Students swap international intelligence - Among the key lessons: How Styrofoam works

Confluence State Park ranger Jose Velazquez explains to a group of Ecuadorian students how beavers have chewed the bark off a downed tree in the Horan Nature Area. The students watched Canada geese and marmots and talked about salmon and local foliage before a forum with Eastmont High School students. (World photo/Kelly Gillin)

EAST WENATCHEE — Sixteen-year-old Jenyfer Morales had never seen Styrofoam before Monday. She looked it up and down, poked it with a pencil and passed it around to her fellow Ecuadorian natives.

The Eastmont students sitting across from them had just finished explaining how the school district plans to replace their Styrofoam lunch trays with a recyclable product next year.

"What's Styrofoam?" the South American students asked.

Consumerism and waste is just beginning to reach parts of Ecuador, 18-year-old Santiago Haro explained through an interpreter.

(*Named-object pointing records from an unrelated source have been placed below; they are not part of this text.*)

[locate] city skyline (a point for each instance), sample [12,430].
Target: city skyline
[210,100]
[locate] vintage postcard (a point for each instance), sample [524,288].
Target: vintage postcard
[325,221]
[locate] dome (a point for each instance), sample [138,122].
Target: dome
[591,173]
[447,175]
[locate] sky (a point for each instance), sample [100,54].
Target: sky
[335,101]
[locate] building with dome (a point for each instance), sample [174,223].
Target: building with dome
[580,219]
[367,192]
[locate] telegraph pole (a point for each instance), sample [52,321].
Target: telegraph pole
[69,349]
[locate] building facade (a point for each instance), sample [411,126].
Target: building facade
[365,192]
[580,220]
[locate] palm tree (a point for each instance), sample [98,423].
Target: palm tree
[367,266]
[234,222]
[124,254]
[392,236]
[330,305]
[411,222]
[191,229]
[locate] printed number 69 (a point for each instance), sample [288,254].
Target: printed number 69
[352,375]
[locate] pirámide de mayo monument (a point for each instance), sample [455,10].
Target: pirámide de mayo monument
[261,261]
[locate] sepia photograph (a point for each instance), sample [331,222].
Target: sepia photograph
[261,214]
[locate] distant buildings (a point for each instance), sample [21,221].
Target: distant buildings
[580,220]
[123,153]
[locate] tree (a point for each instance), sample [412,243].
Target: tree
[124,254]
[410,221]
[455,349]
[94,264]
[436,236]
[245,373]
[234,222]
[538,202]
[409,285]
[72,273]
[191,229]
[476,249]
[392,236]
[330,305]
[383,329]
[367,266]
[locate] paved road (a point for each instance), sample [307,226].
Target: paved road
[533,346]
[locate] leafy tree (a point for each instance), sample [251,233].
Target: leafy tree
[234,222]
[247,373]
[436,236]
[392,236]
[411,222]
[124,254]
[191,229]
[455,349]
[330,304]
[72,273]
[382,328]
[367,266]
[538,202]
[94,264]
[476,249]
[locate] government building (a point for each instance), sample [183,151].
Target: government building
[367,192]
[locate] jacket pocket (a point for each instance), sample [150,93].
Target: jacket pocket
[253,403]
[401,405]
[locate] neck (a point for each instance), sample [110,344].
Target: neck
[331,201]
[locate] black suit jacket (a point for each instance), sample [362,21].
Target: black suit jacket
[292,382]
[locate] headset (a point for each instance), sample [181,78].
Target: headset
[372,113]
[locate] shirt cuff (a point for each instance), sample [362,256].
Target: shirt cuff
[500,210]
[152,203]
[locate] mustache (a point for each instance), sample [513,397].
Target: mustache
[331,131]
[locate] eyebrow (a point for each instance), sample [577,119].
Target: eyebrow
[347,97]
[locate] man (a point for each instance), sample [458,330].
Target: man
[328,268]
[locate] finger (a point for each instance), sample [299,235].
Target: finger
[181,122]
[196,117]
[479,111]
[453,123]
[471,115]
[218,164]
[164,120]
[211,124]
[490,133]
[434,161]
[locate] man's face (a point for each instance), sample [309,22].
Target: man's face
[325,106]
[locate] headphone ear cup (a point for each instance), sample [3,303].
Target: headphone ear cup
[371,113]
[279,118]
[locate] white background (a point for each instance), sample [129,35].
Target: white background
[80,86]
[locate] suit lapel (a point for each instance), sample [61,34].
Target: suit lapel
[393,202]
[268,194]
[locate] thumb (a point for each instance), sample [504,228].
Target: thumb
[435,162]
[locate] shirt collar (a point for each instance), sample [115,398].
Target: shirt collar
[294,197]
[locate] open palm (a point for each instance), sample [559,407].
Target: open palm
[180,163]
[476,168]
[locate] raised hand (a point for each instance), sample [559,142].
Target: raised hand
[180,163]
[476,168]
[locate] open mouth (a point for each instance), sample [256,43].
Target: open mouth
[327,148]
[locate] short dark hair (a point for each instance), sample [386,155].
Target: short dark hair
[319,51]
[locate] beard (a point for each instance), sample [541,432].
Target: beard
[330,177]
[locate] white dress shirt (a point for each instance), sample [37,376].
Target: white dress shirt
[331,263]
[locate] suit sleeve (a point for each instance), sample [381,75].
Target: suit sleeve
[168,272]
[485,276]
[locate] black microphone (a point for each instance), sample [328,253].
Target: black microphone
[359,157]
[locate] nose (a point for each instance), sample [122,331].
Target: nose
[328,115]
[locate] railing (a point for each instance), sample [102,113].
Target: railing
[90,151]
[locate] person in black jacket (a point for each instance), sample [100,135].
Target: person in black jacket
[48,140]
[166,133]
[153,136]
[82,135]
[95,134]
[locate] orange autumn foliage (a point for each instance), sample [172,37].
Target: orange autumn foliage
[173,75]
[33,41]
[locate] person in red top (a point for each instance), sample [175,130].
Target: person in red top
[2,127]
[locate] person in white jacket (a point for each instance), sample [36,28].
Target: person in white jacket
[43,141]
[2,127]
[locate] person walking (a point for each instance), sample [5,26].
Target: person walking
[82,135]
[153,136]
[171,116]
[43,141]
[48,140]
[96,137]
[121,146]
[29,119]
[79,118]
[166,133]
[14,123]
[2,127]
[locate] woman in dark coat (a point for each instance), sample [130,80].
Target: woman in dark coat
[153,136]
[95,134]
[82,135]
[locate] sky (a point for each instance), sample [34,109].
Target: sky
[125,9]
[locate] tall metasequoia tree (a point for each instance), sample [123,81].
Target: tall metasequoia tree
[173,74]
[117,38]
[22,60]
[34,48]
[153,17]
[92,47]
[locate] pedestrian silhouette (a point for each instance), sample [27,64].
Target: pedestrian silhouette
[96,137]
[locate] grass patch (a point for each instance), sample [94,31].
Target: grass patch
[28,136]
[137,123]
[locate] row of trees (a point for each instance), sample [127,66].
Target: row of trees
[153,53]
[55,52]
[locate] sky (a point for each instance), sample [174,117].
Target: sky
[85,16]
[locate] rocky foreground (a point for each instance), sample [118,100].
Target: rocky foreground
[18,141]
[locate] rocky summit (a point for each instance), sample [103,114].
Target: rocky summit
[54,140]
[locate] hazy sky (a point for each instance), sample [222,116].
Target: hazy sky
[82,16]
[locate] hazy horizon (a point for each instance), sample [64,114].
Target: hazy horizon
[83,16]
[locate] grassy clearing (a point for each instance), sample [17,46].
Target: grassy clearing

Haro and the other 10 student activists have been working within their communities to build healthy economies while protecting the environment and their culture.

On the other side of the forum, Eastmont students are working on a few sustainability projects of their own.

A grant-funded program called 4-H Eco-Stewardship is leading students — and not just from Eastmont — on several hands-on adventures this year. Depending on the high school, students are working to find bio-controls for noxious weeds, monitoring wildlife and studying alternative energy.